Psicanalista Maria Rita Kehl analisa casos simbólicos da violência policial em novo livro da Boitempo Editorial; leia capítulo na íntegra
1. A matança dos suspeitos – maio de 2006
Vamos falar sério: alguém acredita que a rebelião do PCC (Primeiro Comando da Capital) foi controlada pela polícia de São Paulo? As autoridades apresentaram aos cidadãos evidências de que pelo menos parte da poderosa quadrilha do crime organizado foi desbaratada? O sigilo dos celulares que organizaram, de dentro das prisões, a onda de atos terroristas nos estados de São Paulo, Paraná, Mato Grosso etc. foi quebrado para revelar os nomes de quem trabalhou para Marcos Camacho, o Marcola, fora da cadeia? Qual foi o plano de inteligência posto em ação para debelar a investida do terror iniciada no final de semana?
Alguém acredita que “voltamos à normalidade”? Ou, se voltamos – pois a vida está mais ou menos com a mesma cara de antes, só um pouco mais envergonhada –, de que normalidade se trata?
Uma normalidade vexada. Uma vez constatada a rapidez com que os capitalistas selvagens do tráfico de drogas desestabilizaram o cotidiano do estado mais rico do Brasil, não dá para esconder o fato de que nossa precária tranquilidade depende integralmente da tranquilidade deles. Se os defensores da lei e da ordem não mexerem com seus negócios, eles não mexem conosco.

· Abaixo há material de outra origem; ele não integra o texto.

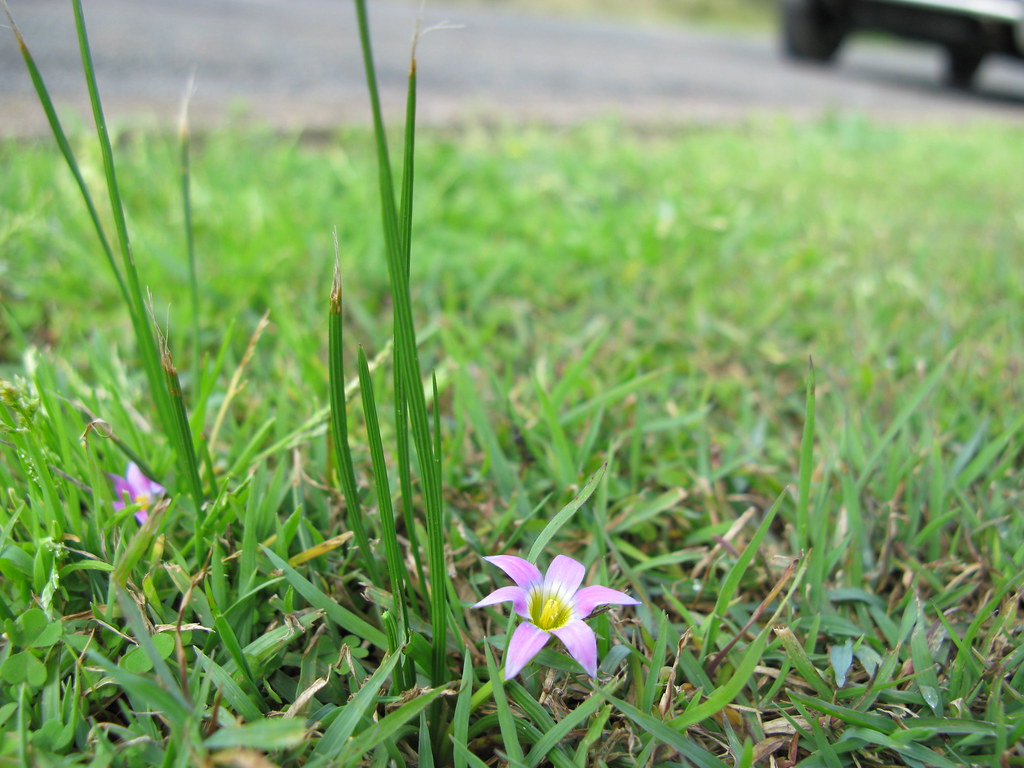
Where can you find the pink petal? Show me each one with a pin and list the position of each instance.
(581, 642)
(137, 481)
(515, 595)
(563, 577)
(523, 572)
(525, 643)
(590, 597)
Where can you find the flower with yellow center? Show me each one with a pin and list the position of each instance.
(553, 604)
(136, 488)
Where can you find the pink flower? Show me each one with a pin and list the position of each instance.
(135, 487)
(553, 604)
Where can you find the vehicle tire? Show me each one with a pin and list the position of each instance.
(811, 32)
(962, 66)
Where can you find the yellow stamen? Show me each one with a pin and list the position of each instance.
(549, 611)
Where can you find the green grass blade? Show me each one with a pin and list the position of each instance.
(340, 615)
(387, 727)
(506, 720)
(61, 140)
(389, 536)
(136, 304)
(407, 357)
(352, 713)
(339, 427)
(565, 514)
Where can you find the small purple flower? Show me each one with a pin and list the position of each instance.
(553, 604)
(135, 487)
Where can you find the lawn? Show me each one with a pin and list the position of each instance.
(763, 379)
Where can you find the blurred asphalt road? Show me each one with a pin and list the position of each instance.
(296, 64)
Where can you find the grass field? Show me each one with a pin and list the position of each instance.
(615, 334)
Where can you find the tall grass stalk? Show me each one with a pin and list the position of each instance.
(407, 358)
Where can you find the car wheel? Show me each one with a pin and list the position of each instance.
(810, 31)
(962, 65)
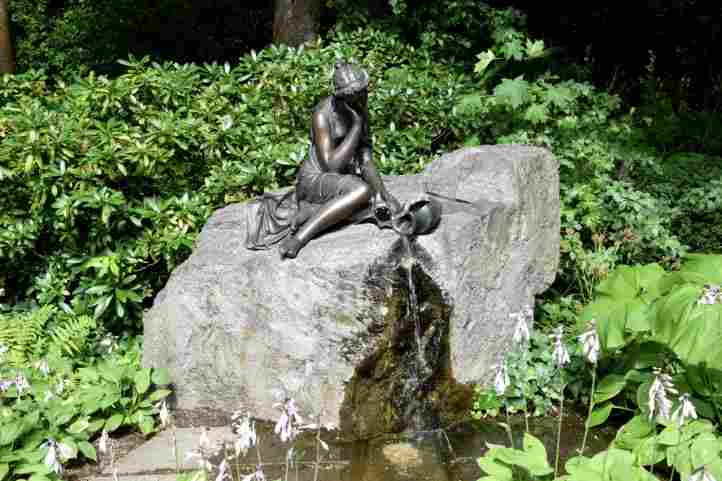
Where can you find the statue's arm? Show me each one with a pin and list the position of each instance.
(330, 159)
(373, 178)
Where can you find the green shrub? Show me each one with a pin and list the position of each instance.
(107, 182)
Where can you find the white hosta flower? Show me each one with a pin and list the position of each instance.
(560, 356)
(521, 329)
(701, 474)
(658, 400)
(590, 343)
(164, 414)
(501, 380)
(287, 424)
(51, 457)
(204, 442)
(246, 431)
(21, 383)
(103, 444)
(257, 475)
(42, 366)
(290, 457)
(223, 472)
(199, 457)
(712, 294)
(685, 410)
(65, 451)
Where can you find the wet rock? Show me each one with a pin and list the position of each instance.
(243, 328)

Caso contrário, se seus interesses forem afetados, eles põem para funcionar imediatamente a rede de miseráveis a serviço do tráfico, conectada através de celulares autorizados pelo sistema carcerário (que outra explicação para a falta de bloqueadores e de detectores de metal nos presídios?) e tolerada pelo governador de plantão. No caso, o mesmo governador que, na hora do aperto, rejeitou trabalhar em colaboração com a Polícia Federal e, horas depois, negou ter feito acordos com os líderes do PCC. Na segunda-feira, nos telejornais, o governador Lembo nos fez recordar a retórica autoritária dos militares: “Nada a declarar”, além de “Tudo tranquilo, tudo sob controle”. E quanto aos 80 mortos (hoje são 115), governador? Ah, aquilo. Bem, aquilo foi um drama, é claro. Lamento muito. Mas pertence ao passado. Um passado que não para de incomodar: em 2014, o grupo das chamadas Mães de Maio, que até hoje lutam para enterrar seus filhos assassinados pela polícia de São Paulo, revelou que pelo menos 493 jovens foram executados nos dias consecutivos aos ataques do PCC.

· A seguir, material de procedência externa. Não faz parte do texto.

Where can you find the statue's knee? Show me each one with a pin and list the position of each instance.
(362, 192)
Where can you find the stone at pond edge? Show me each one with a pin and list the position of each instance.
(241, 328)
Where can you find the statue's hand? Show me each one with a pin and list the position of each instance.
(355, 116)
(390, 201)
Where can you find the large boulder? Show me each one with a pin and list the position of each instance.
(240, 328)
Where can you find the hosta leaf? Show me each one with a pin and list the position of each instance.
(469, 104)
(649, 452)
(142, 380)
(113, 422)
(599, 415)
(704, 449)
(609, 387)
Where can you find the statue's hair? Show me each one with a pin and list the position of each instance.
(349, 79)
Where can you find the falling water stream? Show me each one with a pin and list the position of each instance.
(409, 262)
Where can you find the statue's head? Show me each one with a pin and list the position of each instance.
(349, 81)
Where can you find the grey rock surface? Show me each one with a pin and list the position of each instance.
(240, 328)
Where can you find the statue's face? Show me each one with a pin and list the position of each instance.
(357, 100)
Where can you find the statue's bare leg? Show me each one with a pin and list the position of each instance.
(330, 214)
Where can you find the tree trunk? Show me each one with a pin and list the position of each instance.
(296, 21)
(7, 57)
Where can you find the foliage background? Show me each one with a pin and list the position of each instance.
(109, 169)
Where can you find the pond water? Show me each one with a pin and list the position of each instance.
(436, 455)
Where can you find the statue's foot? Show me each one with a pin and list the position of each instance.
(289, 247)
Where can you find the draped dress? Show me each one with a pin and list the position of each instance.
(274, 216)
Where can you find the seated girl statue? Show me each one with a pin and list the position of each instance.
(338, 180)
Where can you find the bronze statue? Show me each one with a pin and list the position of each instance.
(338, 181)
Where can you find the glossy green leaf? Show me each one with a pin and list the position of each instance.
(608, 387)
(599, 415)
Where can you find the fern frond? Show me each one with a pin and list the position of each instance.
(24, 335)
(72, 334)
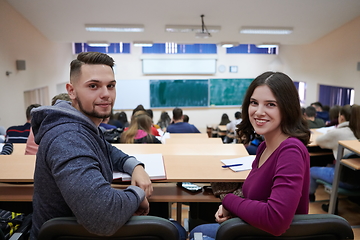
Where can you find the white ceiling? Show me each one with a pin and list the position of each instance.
(64, 20)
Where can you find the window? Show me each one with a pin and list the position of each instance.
(174, 48)
(112, 48)
(331, 95)
(301, 87)
(251, 49)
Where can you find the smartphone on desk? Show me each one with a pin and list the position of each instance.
(189, 186)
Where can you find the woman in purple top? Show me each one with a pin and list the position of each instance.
(277, 187)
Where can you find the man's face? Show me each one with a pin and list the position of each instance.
(93, 93)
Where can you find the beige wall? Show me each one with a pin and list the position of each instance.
(331, 60)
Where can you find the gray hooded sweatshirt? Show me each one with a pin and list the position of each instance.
(73, 172)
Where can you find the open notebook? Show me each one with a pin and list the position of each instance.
(246, 163)
(154, 166)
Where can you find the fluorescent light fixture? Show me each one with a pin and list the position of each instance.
(191, 28)
(266, 30)
(114, 27)
(267, 45)
(228, 44)
(143, 44)
(98, 44)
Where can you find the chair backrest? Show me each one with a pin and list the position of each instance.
(309, 227)
(138, 227)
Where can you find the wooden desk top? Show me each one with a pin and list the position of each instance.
(193, 141)
(353, 145)
(313, 136)
(19, 149)
(188, 168)
(222, 128)
(200, 169)
(17, 168)
(189, 135)
(184, 149)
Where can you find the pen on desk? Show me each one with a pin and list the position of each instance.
(232, 165)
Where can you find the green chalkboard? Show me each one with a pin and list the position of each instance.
(227, 92)
(179, 93)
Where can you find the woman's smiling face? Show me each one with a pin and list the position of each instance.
(264, 112)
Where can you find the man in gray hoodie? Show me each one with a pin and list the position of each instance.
(74, 163)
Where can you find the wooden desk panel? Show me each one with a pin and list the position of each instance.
(184, 149)
(163, 192)
(193, 141)
(186, 168)
(17, 168)
(188, 135)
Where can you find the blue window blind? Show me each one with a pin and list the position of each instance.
(331, 95)
(174, 48)
(250, 48)
(113, 48)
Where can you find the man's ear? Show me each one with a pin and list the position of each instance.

A falta de transparência na conduta das autoridades e a desinformação proposital, que ajuda a semear o pânico na população, fazem parte das táticas autoritárias do atual governo de São Paulo. Quanto menos a sociedade souber a respeito da crise que nos afeta diretamente, melhor. Melhor para quem? Na noite de segunda-feira, quando os paulistanos em pânico tentavam voltar mais cedo para casa, vi-me parada, em um dos muitos congestionamentos que bloquearam a cidade, ao lado de uma viatura policial; olhei o homem à minha esquerda e, pela primeira vez na vida, solidarizei-me com um policial. Vi um servidor público humilde, desprotegido, assustado. Cumprimentou-me com um aceno conformado, como quem diz “fazer o que, não é?”. Pensei: ele sabe que está participando de uma farsa. Uma farsa que pode lhe custar a vida.
De repente, entendi uma parte, pelo menos uma parte, da já habitual truculência da polícia brasileira: eles sabem que arriscam a vida em uma farsa. Não me refiro aos salários de fome que facilitam a corrupção entre bandidos e policiais militares. Refiro-me ao combate ao crime e à proteção da população, que são a própria razão de ser do trabalho dos policiais. Se até eu, que sou boba, percebi a farsa montada para que a polícia fingisse controlar o terror que se espalhava pela cidade enquanto as autoridades negociavam respeitosamente com Marcolas e Macarrões, imagino a situação de meu companheiro de engarrafamento. Imagino a falta total de sentido do exercício arriscado de sua profissão. Imagino o sentimento de falta de dignidade desses que têm licença para matar os pobres, mas sabem que não podem mexer com os interesses dos ricos, nem mesmo dos que estão trancados em presídios de segurança máxima e restrições mínimas.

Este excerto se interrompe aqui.